Arts and Humanities: Anchor Standard 2: Organize and develop artistic ideas and work.
- VA:Cr2.1.8a: Demonstrate willingness to experiment, innovate, and take risks to pursue ideas, forms, and meanings that emerge in the process of artmaking or designing.
- MS-LS2-4. Construct an argument supported by empirical evidence that changes to physical or biological components of an ecosystem affect populations.
- MS-LS2-1. Analyze and interpret data to provide evidence for the effects of resource availability on organisms and populations of organisms in an ecosystem.
- MS-LS2-5. Evaluate competing design solutions for maintaining biodiversity and ecosystem services.
- Subject area language: adaptation, invention, environment, observation
- Art Language: sculpture, form, 2D, 3D, model
Student Use of Vocabulary:
Students will use the words when creating their sculptures, when writing about their work, and when discussing their projects.
Students will work independently.
Day 1 – Introduction
Introduce the project through the slide show
- Show students the work of Leonardo da Vinci and a short video
- Also the work of Alexander Calder and a short video
- Engage students by encouraging them to critically think and ask:
o How might our environment change in the future?
o What needs might humans have in the future?
- Introduce the project goal of sculpting a model of an adaptation or invention for a possible future need
- Discuss project expectations
- Begin brainstorming at least three different ideas
Day 2 – Artmaking
- Students will determine their favorite idea and draw it from two different angles to get a better understanding of the object’s full form (translate idea from a 2D drawing, to a 3D model)
Day 3 – Artmaking
- Students are given tips for sculpting with cardboard and begin the sculpting process
Day 4 – Artmaking
- Students continue working on their sculptures
Day 5 – Artmaking
- Students continue working on their sculptures
Day 6 – Presentations
- Students will write artist statement paragraph
- Students will display their artwork and artist statement and participate in a gallery walk where they will observe each other’s works and give feedback to at least two of their peer’s work.
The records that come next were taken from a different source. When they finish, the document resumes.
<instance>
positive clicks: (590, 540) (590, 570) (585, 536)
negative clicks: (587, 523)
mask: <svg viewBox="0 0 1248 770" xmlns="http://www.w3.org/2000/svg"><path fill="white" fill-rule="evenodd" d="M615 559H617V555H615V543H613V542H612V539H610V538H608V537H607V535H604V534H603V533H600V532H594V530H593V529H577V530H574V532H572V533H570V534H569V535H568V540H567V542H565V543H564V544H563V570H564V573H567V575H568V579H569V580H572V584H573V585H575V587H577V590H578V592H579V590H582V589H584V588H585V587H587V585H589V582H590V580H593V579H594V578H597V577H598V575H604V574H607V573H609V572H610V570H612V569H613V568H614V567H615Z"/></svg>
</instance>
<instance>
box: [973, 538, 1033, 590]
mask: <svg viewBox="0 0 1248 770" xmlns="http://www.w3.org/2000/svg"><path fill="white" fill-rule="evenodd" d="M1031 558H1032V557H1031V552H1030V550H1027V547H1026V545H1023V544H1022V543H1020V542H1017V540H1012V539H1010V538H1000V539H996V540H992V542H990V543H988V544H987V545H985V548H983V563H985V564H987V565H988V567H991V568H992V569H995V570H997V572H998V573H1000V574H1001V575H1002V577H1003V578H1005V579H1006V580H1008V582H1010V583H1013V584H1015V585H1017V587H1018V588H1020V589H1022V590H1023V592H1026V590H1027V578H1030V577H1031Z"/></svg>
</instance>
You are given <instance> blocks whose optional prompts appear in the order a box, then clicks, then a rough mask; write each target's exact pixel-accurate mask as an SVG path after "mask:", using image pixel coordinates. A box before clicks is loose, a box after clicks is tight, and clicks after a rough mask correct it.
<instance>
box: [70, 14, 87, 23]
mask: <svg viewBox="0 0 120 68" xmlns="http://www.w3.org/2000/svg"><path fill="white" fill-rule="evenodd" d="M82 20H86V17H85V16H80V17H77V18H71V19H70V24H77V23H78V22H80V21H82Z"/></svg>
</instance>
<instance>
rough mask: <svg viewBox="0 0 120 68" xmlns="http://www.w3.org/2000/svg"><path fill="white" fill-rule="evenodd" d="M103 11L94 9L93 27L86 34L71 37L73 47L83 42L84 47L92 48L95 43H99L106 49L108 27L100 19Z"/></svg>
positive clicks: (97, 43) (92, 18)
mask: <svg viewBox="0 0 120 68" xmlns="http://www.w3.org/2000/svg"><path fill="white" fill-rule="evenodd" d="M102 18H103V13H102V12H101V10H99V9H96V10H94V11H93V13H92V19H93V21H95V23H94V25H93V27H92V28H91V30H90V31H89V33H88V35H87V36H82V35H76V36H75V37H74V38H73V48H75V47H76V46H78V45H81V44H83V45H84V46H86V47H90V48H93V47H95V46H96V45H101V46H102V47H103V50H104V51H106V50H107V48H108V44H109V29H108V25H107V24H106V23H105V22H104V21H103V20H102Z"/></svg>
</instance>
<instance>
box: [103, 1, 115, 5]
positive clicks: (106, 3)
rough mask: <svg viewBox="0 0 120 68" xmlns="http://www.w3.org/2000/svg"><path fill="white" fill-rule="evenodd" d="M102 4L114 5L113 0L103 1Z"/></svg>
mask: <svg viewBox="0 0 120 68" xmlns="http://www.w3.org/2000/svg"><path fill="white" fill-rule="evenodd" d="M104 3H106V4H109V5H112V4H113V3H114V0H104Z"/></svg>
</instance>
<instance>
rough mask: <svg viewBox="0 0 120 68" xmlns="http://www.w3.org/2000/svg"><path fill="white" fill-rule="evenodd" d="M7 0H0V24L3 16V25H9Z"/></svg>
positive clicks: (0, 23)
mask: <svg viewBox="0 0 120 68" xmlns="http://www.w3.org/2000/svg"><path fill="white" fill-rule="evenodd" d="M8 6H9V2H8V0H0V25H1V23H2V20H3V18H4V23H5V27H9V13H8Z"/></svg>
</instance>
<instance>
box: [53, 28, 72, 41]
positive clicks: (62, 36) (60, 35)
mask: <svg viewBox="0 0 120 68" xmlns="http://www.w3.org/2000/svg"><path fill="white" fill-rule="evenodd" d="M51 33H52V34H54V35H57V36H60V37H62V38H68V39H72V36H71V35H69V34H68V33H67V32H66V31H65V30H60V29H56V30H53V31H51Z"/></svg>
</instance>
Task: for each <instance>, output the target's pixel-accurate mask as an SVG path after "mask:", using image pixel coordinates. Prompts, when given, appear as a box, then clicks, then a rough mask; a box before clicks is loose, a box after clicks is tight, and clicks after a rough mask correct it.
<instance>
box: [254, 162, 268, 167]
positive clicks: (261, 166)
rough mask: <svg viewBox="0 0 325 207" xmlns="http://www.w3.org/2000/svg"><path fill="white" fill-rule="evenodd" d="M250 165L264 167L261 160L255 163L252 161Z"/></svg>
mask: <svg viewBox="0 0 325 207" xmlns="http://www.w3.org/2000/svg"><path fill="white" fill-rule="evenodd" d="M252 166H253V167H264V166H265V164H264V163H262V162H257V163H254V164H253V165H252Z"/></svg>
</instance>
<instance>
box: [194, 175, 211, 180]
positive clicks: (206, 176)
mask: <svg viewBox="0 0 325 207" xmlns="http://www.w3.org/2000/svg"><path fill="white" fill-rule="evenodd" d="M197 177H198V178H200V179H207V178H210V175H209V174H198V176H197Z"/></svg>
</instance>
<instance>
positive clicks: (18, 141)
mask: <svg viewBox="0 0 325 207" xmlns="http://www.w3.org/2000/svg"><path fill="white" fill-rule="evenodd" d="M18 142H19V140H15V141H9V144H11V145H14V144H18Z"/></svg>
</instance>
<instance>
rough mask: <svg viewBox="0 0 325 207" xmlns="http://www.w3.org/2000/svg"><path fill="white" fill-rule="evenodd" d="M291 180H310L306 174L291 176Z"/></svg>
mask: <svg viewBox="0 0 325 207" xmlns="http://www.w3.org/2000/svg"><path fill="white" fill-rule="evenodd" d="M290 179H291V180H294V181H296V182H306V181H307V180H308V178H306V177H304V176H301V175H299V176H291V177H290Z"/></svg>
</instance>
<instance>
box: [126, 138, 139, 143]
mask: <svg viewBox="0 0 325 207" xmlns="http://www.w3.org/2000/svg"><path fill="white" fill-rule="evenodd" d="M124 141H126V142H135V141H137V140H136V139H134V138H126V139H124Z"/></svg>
Class discusses what they observed in their peer’s work
- Show the work of Leonardo da Vinci and Alexander Calder
- Discuss the design process compare/contrast to the artistic process
- Share project goals
- What is sculpture?
- Our Design Process
- Translating from 2D to 3D with drawings
- Planning and materials
- Sculpting tips
- Artist statement question prompts to help students write their own artist statement
- What is your sculpture called?
- Your sculpture is a model of an invention, what does your invention do?
- What materials did you use to construct your model?
- How does it help people?
- Why is this important to you/Why did you choose this invention?